Hand's plan is to use the mulberries to make a beer that's slightly tart with a hint of sweetness, though the end result isn't certain.
"With foraging, it's all experimental," Hand says. "I'd say the biggest challenge is that you have to just adjust your mindset to be open to whatever happens or that it might be a disaster. Brewing is highly technical, right? Brewers get very anal about things. And if you just go into your yard and pick a bunch of stuff, you don't have the lab analysis that typically comes with our ingredients, our malt and our hops."
But the experimentation is worth it, especially since the call for foraged ingredients is spurring community involvement, as is similarly the case at People's Pint Brewing Company in Toronto. The brewery has a special emphasis on highlighting the work of small-batch local brewers — its motto is "Beer by the People for the People" — including Mark Solomon, who is a member of the Indigenous Brew Crew.
"The Indigenous Brew Crew is a group of homebrewers that brews just north of Toronto," Doug Appledoorn, the owner of People's Pint, says. "They're all indigenous, and their whole thing is that they want to use foraged ingredients."
People's Pint had wanted to collaborate with Solomon for a while and even discussed several options, including a spruce tip beer. They finally landed on wild sumac, a vibrant, tart red berry with a light bitterness that's almost akin to the pith of a lemon.
"So, sumac just grows wild on the side of the road here," Appledoorn says. "We went out and harvested as much as we possibly could."
They froze all 13 pounds until they were finally ready to brew on June 16.
"We weren't sure exactly what we were going to do in terms of what kind of a beer to put it in," Appledorn says. "What we finally settled on was a farmhouse-style so that if there were any kind of funky characteristics to the sumac, the style would lend itself well to that."

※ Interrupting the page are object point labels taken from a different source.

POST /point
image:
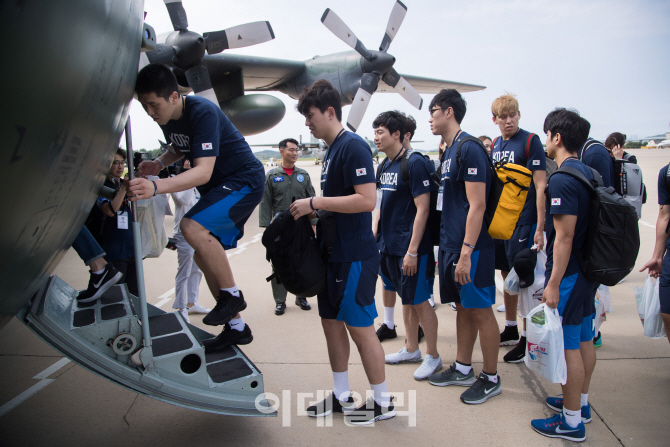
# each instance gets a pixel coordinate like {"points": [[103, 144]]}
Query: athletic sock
{"points": [[381, 394], [237, 324], [492, 377], [585, 399], [463, 368], [341, 385], [572, 418], [234, 291], [388, 317]]}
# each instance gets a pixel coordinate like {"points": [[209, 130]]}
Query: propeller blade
{"points": [[238, 37], [400, 85], [333, 22], [177, 14], [358, 108], [163, 54], [395, 20], [198, 79]]}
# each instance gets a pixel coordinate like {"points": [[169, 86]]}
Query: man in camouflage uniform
{"points": [[282, 184]]}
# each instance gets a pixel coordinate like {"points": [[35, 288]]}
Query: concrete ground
{"points": [[45, 400]]}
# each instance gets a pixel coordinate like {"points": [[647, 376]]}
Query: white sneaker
{"points": [[403, 356], [428, 367], [198, 309], [184, 313]]}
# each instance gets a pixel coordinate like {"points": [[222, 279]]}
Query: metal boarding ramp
{"points": [[136, 345]]}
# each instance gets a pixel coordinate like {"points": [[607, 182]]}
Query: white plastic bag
{"points": [[653, 323], [151, 216], [530, 297], [512, 283], [544, 344]]}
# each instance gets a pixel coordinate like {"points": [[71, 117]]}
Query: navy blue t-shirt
{"points": [[348, 162], [567, 195], [398, 210], [475, 166], [514, 150], [663, 193], [598, 157], [204, 131]]}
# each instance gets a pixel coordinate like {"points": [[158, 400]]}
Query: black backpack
{"points": [[434, 216], [613, 235], [296, 259]]}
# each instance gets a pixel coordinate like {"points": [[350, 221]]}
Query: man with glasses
{"points": [[465, 259], [282, 184]]}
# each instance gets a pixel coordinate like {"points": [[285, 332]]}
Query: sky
{"points": [[608, 59]]}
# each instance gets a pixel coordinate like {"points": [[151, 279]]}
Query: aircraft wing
{"points": [[430, 85]]}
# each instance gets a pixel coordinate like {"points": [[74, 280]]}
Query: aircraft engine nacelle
{"points": [[253, 114]]}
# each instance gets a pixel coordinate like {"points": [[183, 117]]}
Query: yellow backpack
{"points": [[507, 195]]}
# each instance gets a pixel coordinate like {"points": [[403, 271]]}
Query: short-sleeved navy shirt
{"points": [[204, 131], [514, 151], [567, 195], [348, 162], [474, 166], [663, 193], [398, 210], [598, 157]]}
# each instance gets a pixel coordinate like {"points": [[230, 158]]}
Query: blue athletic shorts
{"points": [[480, 293], [664, 284], [225, 209], [350, 294], [577, 308], [413, 289], [521, 238]]}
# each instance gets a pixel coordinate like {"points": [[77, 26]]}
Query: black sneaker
{"points": [[228, 337], [517, 354], [99, 284], [331, 405], [226, 308], [481, 391], [370, 412], [386, 333], [302, 302], [509, 336]]}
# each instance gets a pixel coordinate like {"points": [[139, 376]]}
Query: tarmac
{"points": [[48, 400]]}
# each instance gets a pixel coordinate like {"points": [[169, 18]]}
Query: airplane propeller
{"points": [[185, 49], [376, 65]]}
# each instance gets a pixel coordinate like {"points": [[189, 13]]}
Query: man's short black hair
{"points": [[321, 95], [574, 129], [392, 121], [158, 79], [283, 143], [450, 98], [410, 125]]}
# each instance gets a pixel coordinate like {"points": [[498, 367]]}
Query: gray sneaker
{"points": [[452, 376], [481, 391]]}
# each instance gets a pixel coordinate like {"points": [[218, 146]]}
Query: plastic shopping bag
{"points": [[544, 344], [512, 283], [531, 296], [653, 323]]}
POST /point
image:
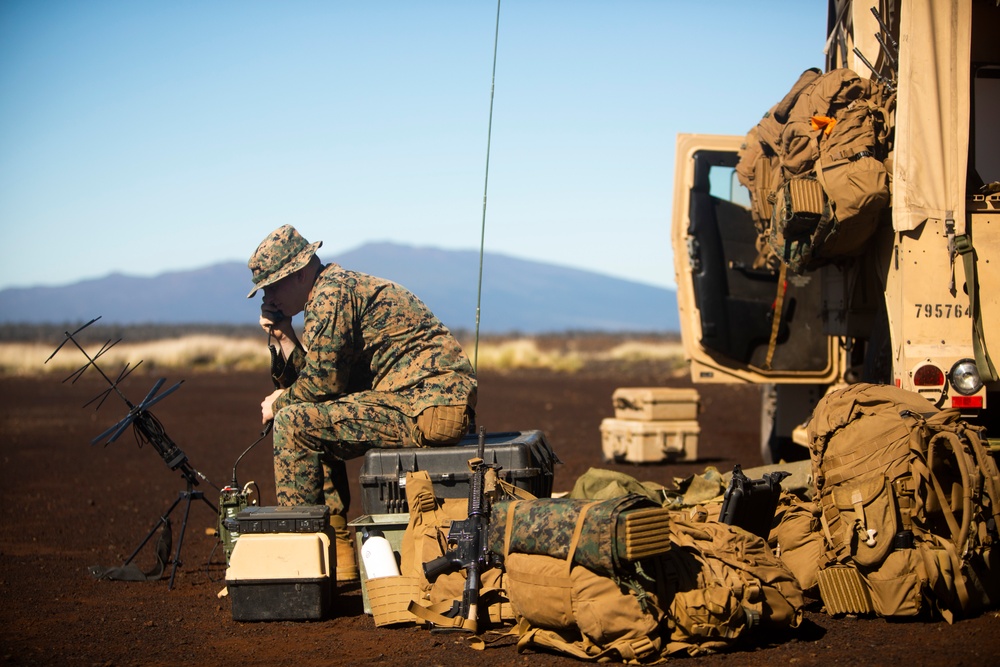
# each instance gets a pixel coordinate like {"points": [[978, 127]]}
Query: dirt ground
{"points": [[71, 505]]}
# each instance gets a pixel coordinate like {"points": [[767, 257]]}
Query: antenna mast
{"points": [[486, 183]]}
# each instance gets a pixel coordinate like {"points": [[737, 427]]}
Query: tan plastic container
{"points": [[390, 599], [649, 441], [393, 526], [655, 403], [280, 577]]}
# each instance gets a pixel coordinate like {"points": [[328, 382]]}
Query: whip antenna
{"points": [[486, 183]]}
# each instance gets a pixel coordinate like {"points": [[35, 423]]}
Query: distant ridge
{"points": [[518, 296]]}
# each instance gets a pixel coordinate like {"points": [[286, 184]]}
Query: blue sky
{"points": [[143, 137]]}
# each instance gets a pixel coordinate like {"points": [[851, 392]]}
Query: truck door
{"points": [[727, 307]]}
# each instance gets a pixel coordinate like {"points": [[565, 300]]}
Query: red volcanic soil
{"points": [[70, 505]]}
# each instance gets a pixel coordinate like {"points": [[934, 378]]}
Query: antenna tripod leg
{"points": [[187, 495]]}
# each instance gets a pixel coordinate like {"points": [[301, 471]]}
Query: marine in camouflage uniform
{"points": [[374, 368]]}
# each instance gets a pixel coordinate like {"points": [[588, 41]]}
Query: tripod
{"points": [[147, 430], [187, 495]]}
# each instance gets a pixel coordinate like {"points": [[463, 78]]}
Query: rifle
{"points": [[751, 503], [470, 539]]}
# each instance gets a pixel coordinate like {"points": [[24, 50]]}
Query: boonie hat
{"points": [[281, 254]]}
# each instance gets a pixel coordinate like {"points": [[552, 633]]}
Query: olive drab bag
{"points": [[815, 169], [909, 505]]}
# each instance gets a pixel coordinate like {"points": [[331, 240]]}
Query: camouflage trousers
{"points": [[312, 441]]}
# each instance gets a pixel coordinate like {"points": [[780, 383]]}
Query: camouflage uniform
{"points": [[372, 358]]}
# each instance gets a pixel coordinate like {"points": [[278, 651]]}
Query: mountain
{"points": [[518, 296]]}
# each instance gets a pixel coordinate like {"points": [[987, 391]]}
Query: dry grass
{"points": [[220, 353]]}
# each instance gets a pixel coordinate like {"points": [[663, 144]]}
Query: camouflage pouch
{"points": [[800, 223], [441, 425], [612, 533]]}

What they mostly desired from the sumac was its color. The Indigenous Brew Crew really wanted to put out a red beer in honor of the missing and murdered indigenous women of Canada.
"One of the things they do is put red dresses in the wilderness to signify these women," Abbledorn says. "Drawing along those lines, they wanted to do a red beer."

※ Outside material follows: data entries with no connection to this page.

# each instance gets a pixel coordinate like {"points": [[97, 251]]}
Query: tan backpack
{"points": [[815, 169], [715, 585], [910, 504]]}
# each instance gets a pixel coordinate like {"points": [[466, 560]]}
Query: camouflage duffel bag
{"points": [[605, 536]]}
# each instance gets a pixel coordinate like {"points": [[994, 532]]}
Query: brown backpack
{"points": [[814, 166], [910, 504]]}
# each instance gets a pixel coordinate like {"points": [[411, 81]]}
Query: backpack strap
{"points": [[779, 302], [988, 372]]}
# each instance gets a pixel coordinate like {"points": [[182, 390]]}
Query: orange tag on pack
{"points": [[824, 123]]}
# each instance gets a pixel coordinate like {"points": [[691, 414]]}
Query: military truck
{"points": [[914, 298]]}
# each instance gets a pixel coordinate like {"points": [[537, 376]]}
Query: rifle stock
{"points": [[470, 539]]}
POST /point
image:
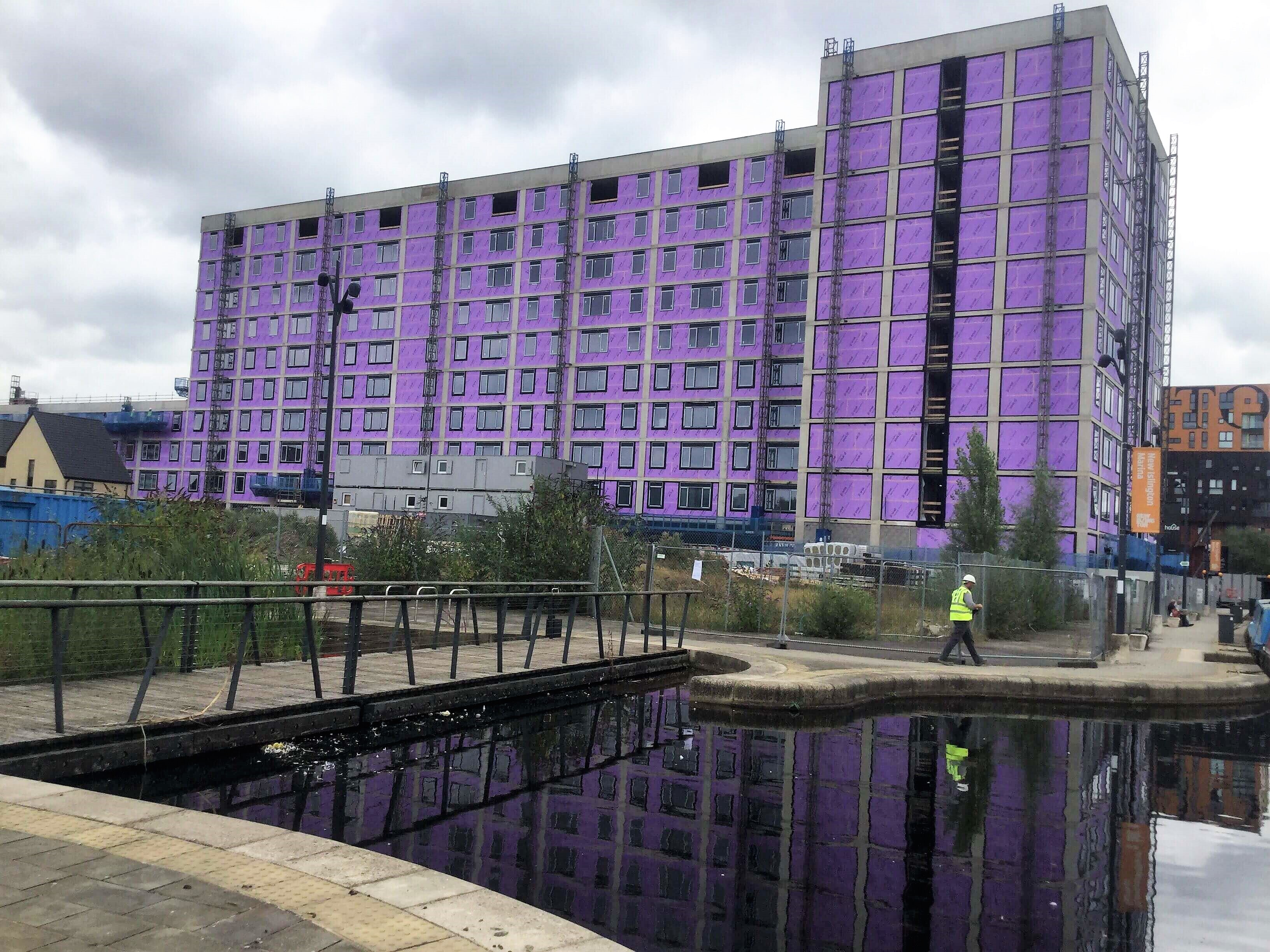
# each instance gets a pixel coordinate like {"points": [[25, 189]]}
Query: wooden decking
{"points": [[105, 702]]}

The end result, he says, is currently looking a bit more "pink lemonade" than they had hoped, but the intention was there.
"It's still fermenting. We're not releasing it for another week or two," Abbledorn says. "So we're very excited about it, and a portion of the proceeds is going to be donated to an indigenous charity. The whole process has made us really excited to look into our backyards — and beyond — for ingredients as interesting as our collaborations."